The US-led war in Afghanistan has forced the first American official to resign his post; questioning the reason behind Washington's military presence in the country and protesting the war as he came to believe it simply fueled the insurgency.

As the Washington Post reported on Tuesday, the senior State Department official in Afghanistan's Zabul province Matthew Hoh had stepped down in September.

"I have lost understanding of and confidence in the strategic purposes of the United States' presence in Afghanistan," Hoh wrote in his resignation letter to the State Department's personnel chief.

"I have doubts and reservations about our current strategy and planned future strategy, but my resignation is based not upon how we are pursuing this war, but why and to what end," he added.

The former Marine Corps captain was offered a senior staff-level job at the US embassy in Kabul, which he also turned down.

Hoh, who had also served in uniform at the Pentagon and as a civilian in Iraq, said he decided to speak out to influence public opinion.

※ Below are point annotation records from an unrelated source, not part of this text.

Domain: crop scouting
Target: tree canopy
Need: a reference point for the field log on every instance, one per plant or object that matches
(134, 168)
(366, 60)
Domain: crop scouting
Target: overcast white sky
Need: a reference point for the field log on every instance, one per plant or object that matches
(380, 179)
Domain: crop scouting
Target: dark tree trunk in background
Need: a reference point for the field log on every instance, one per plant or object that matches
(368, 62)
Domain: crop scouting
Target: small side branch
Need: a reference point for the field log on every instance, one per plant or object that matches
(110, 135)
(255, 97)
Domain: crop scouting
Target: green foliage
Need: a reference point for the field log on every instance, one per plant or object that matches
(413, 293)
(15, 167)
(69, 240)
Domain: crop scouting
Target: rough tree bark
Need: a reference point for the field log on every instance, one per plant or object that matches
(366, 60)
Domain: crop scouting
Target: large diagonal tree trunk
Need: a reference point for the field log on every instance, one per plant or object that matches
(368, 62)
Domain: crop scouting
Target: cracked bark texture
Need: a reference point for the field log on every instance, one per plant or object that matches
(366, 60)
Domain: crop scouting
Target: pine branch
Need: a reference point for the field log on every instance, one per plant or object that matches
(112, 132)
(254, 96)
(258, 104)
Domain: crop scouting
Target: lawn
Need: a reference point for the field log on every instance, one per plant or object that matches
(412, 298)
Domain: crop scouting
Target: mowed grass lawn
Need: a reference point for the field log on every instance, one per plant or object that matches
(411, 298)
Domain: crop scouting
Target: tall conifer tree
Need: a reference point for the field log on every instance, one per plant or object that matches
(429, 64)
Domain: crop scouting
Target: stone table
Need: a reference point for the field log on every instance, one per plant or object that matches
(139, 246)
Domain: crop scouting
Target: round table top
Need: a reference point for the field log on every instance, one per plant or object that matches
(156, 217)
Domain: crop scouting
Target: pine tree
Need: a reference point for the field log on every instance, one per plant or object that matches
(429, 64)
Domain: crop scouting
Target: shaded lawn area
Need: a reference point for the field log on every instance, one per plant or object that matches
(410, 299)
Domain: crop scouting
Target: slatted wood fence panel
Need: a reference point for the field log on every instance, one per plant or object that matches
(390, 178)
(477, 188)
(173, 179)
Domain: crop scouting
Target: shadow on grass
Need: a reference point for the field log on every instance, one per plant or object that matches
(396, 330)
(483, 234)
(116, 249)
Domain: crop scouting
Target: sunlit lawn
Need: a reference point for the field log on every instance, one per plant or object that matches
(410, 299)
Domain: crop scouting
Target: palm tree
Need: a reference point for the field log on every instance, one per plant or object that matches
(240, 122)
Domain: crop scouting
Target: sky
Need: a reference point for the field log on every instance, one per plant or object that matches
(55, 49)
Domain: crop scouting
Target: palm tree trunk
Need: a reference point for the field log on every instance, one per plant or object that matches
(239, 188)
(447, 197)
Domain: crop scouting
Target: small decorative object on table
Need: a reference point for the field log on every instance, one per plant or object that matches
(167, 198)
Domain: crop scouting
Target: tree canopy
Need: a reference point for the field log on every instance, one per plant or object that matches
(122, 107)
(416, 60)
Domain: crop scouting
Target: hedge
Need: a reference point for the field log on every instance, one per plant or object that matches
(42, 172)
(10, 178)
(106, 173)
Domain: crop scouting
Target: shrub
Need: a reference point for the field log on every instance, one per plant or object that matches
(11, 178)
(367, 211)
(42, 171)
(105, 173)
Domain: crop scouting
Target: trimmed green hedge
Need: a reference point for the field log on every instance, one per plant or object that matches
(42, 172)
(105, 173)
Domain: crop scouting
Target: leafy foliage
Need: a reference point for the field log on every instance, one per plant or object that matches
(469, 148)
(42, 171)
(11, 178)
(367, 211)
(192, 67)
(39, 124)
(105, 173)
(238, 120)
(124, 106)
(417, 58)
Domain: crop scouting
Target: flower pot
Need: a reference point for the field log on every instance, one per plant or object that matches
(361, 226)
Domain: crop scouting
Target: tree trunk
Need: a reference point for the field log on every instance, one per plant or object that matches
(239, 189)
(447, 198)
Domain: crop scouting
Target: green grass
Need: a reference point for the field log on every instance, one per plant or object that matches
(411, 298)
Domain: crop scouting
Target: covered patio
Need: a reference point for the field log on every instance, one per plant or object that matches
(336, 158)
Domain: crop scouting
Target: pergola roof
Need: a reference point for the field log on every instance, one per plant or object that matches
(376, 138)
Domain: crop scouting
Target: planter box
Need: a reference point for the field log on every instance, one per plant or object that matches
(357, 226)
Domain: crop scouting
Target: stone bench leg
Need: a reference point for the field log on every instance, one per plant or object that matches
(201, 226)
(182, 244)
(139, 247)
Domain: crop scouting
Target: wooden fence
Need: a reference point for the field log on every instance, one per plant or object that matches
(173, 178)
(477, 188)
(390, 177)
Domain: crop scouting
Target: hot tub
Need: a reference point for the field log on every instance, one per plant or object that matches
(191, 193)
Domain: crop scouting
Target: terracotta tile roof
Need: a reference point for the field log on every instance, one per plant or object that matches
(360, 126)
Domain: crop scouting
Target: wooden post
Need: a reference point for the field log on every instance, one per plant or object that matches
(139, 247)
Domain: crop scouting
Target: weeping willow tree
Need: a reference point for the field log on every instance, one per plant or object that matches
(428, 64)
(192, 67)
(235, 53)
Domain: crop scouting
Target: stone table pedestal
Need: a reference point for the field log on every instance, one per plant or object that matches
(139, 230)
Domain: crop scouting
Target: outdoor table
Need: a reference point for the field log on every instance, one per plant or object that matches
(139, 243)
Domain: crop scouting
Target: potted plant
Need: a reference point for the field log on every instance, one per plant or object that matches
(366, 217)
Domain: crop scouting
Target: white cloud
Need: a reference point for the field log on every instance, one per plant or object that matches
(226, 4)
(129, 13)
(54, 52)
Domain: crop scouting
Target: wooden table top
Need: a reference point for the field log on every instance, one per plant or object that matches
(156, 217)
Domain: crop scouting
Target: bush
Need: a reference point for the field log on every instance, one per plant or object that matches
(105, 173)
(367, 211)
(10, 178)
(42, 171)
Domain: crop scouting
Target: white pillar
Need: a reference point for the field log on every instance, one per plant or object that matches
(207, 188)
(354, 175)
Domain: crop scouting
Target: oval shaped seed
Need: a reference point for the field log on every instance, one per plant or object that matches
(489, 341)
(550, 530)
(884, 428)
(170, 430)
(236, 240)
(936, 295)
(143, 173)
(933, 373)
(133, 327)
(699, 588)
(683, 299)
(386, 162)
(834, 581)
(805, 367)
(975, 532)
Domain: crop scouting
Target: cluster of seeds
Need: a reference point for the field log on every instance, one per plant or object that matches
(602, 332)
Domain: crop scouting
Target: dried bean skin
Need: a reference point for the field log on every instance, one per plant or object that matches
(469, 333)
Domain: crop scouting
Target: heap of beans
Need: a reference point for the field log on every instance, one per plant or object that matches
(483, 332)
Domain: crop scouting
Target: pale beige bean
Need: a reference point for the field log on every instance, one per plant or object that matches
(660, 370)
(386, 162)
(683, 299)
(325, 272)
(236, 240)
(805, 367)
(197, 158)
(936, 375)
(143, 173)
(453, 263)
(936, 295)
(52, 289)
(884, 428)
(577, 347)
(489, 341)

"I'm not some peacenik, pot-smoking hippie who wants everyone to be in love," he said after his resignation became final on Wednesday.

"I want people in Iowa, people in Arkansas, people in Arizona, to call their congressman and say, 'Listen, I don't think this is right.'"

Since the 2001 US-led invasion of the country, Afghanistan has been suffering from the devastating war.


Tremendous numbers of civilians have been killed both by indiscriminate US air strikes and by violent acts including suicide bombings and blasts carried out by militants against the occupying forces. Many other Afghans have also been forced to displace due to the conflict.

According to the latest UN report, more than 1,500 civilians have been killed and many others wounded only in the first six months of this year, which shows a 24 percent increase compared to the same period in 2008.